A new ransomware strain called Ordinypt (also known under the cryptic name “HSDFSDCrypt” or completely Win32.Trojan-Ransom.HSDFSDCrypt.A) is currently targeting victims in Germany, but instead of encrypting users’ documents, the ransomware rewrites files with random data. The malware is distributed via e-mail with an alleged application for a job posting.
When originally discovered by Michael Gillespie when one of its ransom notes was uploaded to ID-Ransomware, it was named HSDFSDCrypt for lack of a better name but has since been changed to Ordinypt by G Data. According to G Data, it is currently mainly affecting users from Germany.
This Monday, G Data analyst Karsten Hahn has taken a closer look at the ransomware and found a sample and discovered that it has been targeting German users (based on VirusTotal detections) via emails written in German, and delivering ransom notes in an error-free German language.
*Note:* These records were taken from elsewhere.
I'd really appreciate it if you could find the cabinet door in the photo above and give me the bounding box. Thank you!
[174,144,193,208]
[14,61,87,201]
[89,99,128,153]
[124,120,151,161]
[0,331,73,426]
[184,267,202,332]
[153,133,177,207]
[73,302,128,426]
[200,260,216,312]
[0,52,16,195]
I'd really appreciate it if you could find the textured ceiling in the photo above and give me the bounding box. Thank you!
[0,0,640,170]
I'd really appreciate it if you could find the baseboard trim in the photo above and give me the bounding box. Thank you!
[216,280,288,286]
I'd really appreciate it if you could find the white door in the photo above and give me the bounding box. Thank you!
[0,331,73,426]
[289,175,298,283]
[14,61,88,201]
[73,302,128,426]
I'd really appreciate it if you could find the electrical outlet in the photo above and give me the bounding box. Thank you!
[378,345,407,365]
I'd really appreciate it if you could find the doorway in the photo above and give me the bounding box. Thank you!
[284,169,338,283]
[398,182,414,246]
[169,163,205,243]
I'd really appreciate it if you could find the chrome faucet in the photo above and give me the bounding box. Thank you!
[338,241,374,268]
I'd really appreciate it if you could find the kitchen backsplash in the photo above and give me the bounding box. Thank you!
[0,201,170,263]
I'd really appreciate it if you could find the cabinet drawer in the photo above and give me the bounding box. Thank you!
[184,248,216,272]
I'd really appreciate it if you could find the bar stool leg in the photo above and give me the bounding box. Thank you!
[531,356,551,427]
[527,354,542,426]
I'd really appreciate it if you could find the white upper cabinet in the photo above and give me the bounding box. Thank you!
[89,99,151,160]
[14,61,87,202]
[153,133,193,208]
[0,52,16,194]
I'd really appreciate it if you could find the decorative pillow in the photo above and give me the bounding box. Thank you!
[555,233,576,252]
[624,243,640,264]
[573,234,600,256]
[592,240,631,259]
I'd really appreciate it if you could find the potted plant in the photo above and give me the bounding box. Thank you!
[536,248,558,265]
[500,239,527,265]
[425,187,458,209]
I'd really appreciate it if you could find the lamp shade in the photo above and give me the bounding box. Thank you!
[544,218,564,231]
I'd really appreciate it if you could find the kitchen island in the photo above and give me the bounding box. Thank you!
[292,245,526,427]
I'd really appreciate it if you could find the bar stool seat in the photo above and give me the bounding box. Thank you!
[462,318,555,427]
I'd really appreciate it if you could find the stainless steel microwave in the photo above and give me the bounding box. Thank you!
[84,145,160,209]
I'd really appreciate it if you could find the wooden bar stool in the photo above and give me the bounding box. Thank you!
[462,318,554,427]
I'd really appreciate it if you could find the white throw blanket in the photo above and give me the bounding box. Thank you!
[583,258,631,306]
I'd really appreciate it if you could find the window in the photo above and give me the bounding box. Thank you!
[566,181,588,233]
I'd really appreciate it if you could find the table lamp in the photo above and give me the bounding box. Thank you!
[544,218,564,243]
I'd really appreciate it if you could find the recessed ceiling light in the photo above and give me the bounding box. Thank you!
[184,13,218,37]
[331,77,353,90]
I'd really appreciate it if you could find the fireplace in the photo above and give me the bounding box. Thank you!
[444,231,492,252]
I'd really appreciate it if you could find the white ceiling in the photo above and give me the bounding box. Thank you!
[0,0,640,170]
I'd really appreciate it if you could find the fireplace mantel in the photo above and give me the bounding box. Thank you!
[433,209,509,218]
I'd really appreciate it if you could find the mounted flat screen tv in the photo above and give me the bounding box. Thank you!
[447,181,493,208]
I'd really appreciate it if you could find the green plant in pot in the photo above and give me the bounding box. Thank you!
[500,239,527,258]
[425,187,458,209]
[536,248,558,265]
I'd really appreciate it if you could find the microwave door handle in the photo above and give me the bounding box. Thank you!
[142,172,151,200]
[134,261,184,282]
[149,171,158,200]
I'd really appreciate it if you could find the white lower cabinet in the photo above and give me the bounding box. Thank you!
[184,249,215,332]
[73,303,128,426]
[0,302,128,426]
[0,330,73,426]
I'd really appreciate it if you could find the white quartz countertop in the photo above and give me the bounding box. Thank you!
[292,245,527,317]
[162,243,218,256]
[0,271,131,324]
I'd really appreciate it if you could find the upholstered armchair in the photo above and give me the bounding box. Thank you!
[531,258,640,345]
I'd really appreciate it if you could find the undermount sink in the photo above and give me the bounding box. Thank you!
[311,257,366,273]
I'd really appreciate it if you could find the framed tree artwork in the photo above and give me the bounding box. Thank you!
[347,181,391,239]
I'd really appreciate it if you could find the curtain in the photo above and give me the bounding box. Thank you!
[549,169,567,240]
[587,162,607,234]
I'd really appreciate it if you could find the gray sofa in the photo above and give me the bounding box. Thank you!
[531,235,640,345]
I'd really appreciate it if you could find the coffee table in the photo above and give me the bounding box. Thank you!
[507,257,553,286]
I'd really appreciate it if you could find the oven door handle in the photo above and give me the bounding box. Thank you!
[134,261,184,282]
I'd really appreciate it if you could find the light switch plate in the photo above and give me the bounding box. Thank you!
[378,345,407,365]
Similar to how the original Petya Ransomware was distributed, Ordinypt is also pretending to be resume being sent in reply to job adverts. These emails contain two files — a JPG image of the woman supposedly sending a resume, and a ZIP file containing the resume and a curriculum vitae. These attachments are named Viktoria Henschel – Bewerbungsfoto.jpg and Viktoria Henschel – Bewerbungsunterlagen.zip.
Striking is first of all that Ordinypt is written in a ransomware unusual programming language (Delphi). The data is encrypted as with any Ransomware, the file names seemingly randomly were chosen. In the files themselves, the encrypted data is encoded again (in base64); why this is so and what purpose the creators pursue with it, is still unclear at the present time.
Such an attack, targeted at HR departments with customized cover letters, made headlines at the turn of the year 2016/17. At that time, police and federal authorities warned of a ransomware called Goldeneye, which was distributed in attached Excel files.